Our abilities to finish each other’s sentences were taking longer to die. Even the last time we’d spoken, months before, we laughed awkwardly at that last stubborn vestige of our marriage.

Her knowing that I was calling about an art question, though, went way beyond that.

The afternoon faded into dusk, and the dusk into darkness. An hour after that someone knocked on the door.

Cassone wouldn’t knock. Still, I grabbed Leo’s revolver before running down the stairs. I turned on the outside light, raised the gun, and jerked the door open.

Her beautiful brown eyes, made even darker by the hood on her black parka, went wide at the sight of the gun. She was carrying one of those small plastic-wrapped bundles of firewood that gas stations sold. A little white bag was perched on top. I tugged her inside.

“What the hell, Dek?” she asked, staring at the gun.

“What a wonderful surprise, Amanda,” I said, slamming and bolting the door with the hand that wasn’t holding an armament.

“Don’t give me that.”

“Damned out of season trick-or-treaters?”

“Nor that.”

I jammed the gun, barrel down, in the waistband of my jeans, hoping it would not shoot off anything vital, and took the firewood and the little white bag that most certainly looked like it came from a bakery.

“Are you in danger?” she asked, in a small voice.

“Nah.”

“We’ll talk.” She put a smile on her face, trying to summon up some of the old playful sternness she used to level at me, but her eyes weren’t going along. They were wary, maybe from the gun I’d added to my wardrobe, or maybe from the fact that so many months had passed since we’d last talked. I followed her up to the second-floor fireplace. Certainly there would be no banter about bringing the firewood up to the one on the third floor, opposite the bed. I set the wood down next to the hearth and turned to her.

She was looking past me, into the huge fireplace. The last time she’d come to the turret, it had been unmarked. For a moment, neither of us said anything.

“Coffee?” I finally thought to ask.

“Great,” she said, relieved.

We walked across the hall. “My,” she said, looking at the cabinets, trim, counters, and absolute lack of new appliances. “You’ve done nothing with the kitchen since I was last here.”

“I found work, for a time.”

“Insurance?”

“Profitable, too.”

“It’s coming back, finally?” The document scandal had left a long-lasting residue of doubt in the minds of my former clients.

“Slowly,” I said.

“Are you going to build a special cabinet in here so visitors won’t have to look at your revolver?”

“Ah.” I took it out of my waistband and set it on the farthest counter.

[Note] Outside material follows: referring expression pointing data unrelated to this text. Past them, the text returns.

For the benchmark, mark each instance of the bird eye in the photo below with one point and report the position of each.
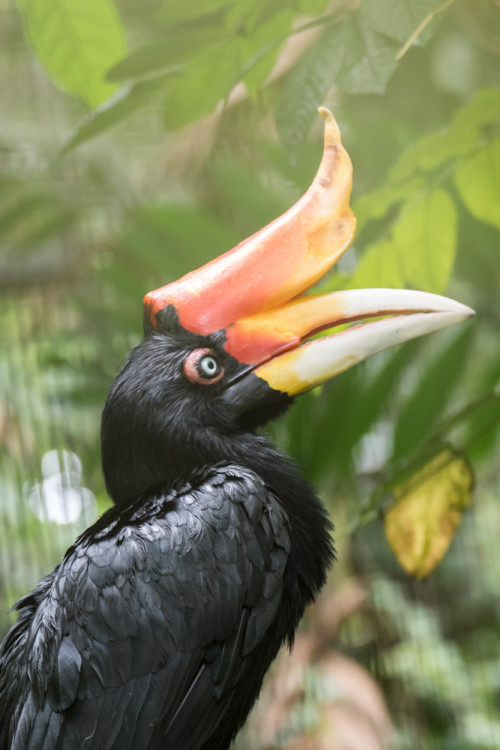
(203, 366)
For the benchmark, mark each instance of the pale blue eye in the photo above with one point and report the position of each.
(208, 367)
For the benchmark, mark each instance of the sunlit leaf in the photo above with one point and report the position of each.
(427, 511)
(478, 181)
(425, 237)
(76, 41)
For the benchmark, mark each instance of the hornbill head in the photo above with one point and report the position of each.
(228, 346)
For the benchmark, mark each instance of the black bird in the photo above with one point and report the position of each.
(156, 629)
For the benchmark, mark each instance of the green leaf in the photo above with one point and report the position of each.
(207, 78)
(399, 20)
(173, 12)
(118, 108)
(76, 41)
(368, 60)
(376, 204)
(467, 129)
(175, 47)
(425, 237)
(478, 182)
(427, 511)
(350, 55)
(379, 267)
(261, 48)
(430, 397)
(304, 91)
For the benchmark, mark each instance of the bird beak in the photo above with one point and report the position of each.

We talked of safe things while I made coffee. The little white bag contained croissants from a Chicago bakery I’d never heard of. We brought them and the coffee back across the hall, and I started a fire with scraps of trim wood I’d conveniently left all over the floor. When those caught, I added three of the split short logs she’d brought. She sat in the electric blue La-Z-Boy, I sat on the tilted red desk chair, and we ate the croissants as the fire found strength.

“I only brought enough wood for a quick fire,” she said, warming.

“Always thinking.”

“What’s with the damned gun?”

“Extra precaution for a little project I’m working on.”

“Leo?”

I paused midbite, a rare enough occurrence. “When I called, you said you were expecting to hear from me. Because of Leo?”

“Actually, I was expecting to hear from him, not you. He called me a few days ago-”

“How many days ago?” I cut in.

“I don’t remember, exactly. It was the day we got a lot of snow, before the last day we got a lot of snow.”

It was the day he’d sent Ma and Endora away and disappeared himself. “Sorry. Go on.”

“He’d called about the provenance of an obscure set of paintings that had been in the news recently. He wanted to know if I had any sources.”

“Isn’t that the sort of thing you’d be asking him about, and not the other way around?”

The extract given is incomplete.